Obstacles to research use
Administrators reported that limited resources for collecting and evaluating research, budget cuts, growing mandates, complex policies, and challenges in organizational culture are among the most difficult barriers to using research to inform policy and planning. Among legislators, the most prominent barriers included a lack of research skills, time, manpower and money to seek out relevant research. Prior political commitments and promises to constituents and lobbyist groups also interfered with the ability to change policy direction. Ongoing staff turnover and a concentration of power in senior political party members presented further challenges.

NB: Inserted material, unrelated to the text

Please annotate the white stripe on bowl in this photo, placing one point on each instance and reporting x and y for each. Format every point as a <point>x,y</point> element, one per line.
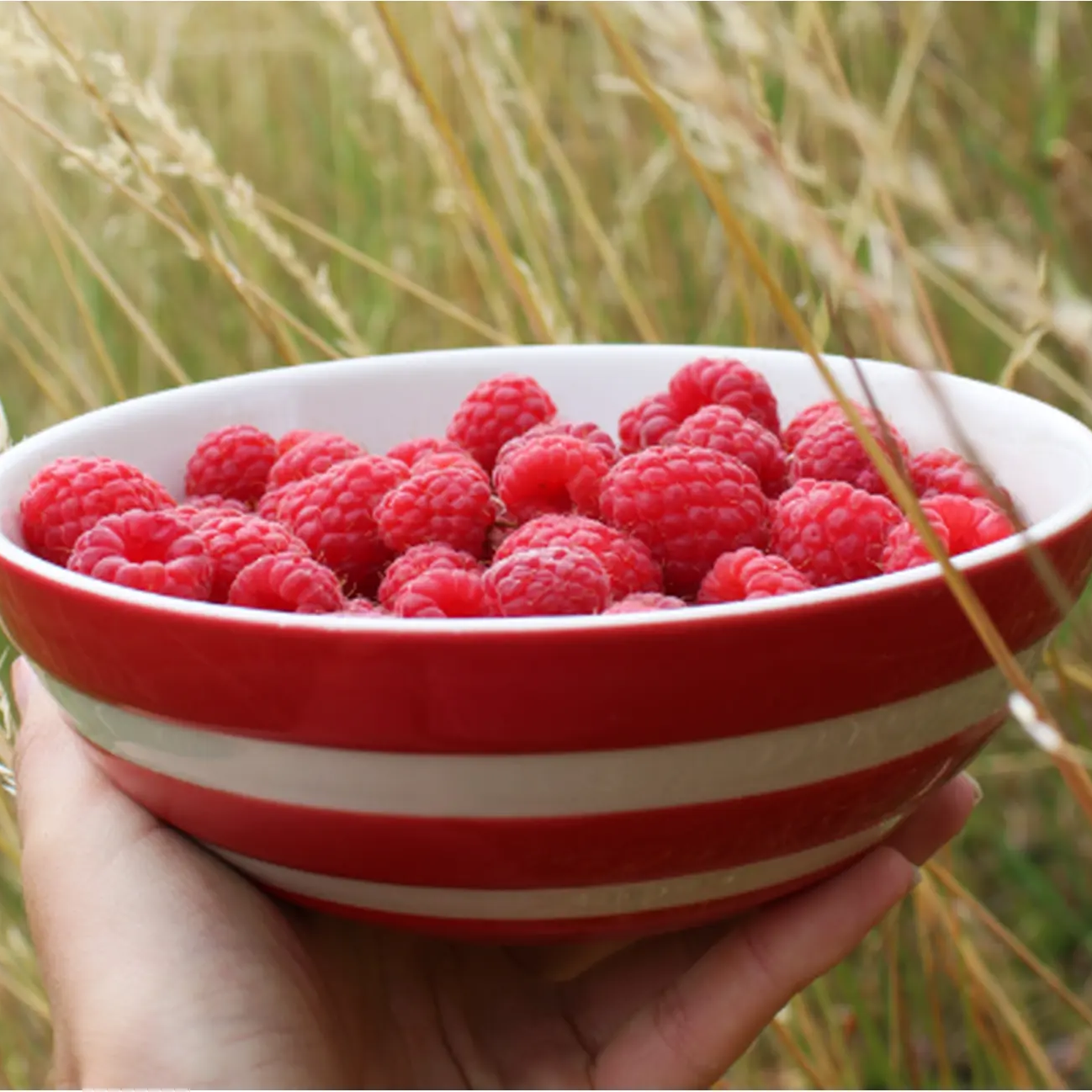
<point>536,785</point>
<point>556,904</point>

For both groups of policy makers interviewed, simply getting a hold of high-quality evidence is problematic. Part of the problem is the substantial amount of time and resources needed to sift though poor-quality or extraneous research findings. Another issue is that many policy makers have limited or no access to online research databases and a limited ability to find research beyond the best-known research repositories.
Powerful anecdotes that favour particular policy options also wreak havoc with evidence-based decision-making, as do interest groups, political values, attacks on research, and public discourses that concern people’s rights.
Improving access to research
While the barriers can seem overwhelming, there are many initiatives and factors that can improve the appeal and accessibility of research evidence for informing policy. For example, research results can capture the effects that a policy can have on specific people, giving the policy a human face. Research can also demonstrate how much a policy option will cost.
One way to make evidence more accessible is to provide evidence-based skills training to policy makers, who may then champion evidence-based decision-making in their own offices. Having trusted resources to turn to on short notice for research data was frequently identified by the interviewees as a way to increase research use. Creating opportunities for officials to pull research from policy experts and from each another were also noteworthy initiatives.
Reframing policy issues to resonate with existing research is one tactic for improving research use, said interviewees. For example, rather than discussing whether soft drink vending machines in schools cause obesity (a topic that lacks directly relevant research), policy makers can dig up research that examines the link between children’s obesity and soft drink consumption.
Bibliographic Reference(s)
Jewell CJ & Bero LA. 2008. “Developing Good Taste in Evidence”: Facilitators of and Hindrances to Evidence-Informed Health Policymaking in State Government. The Milbank Quarterly; 86(2): 177-208.
This summary is an interpretation and is not necessarily endorsed by the author(s) of the work cited.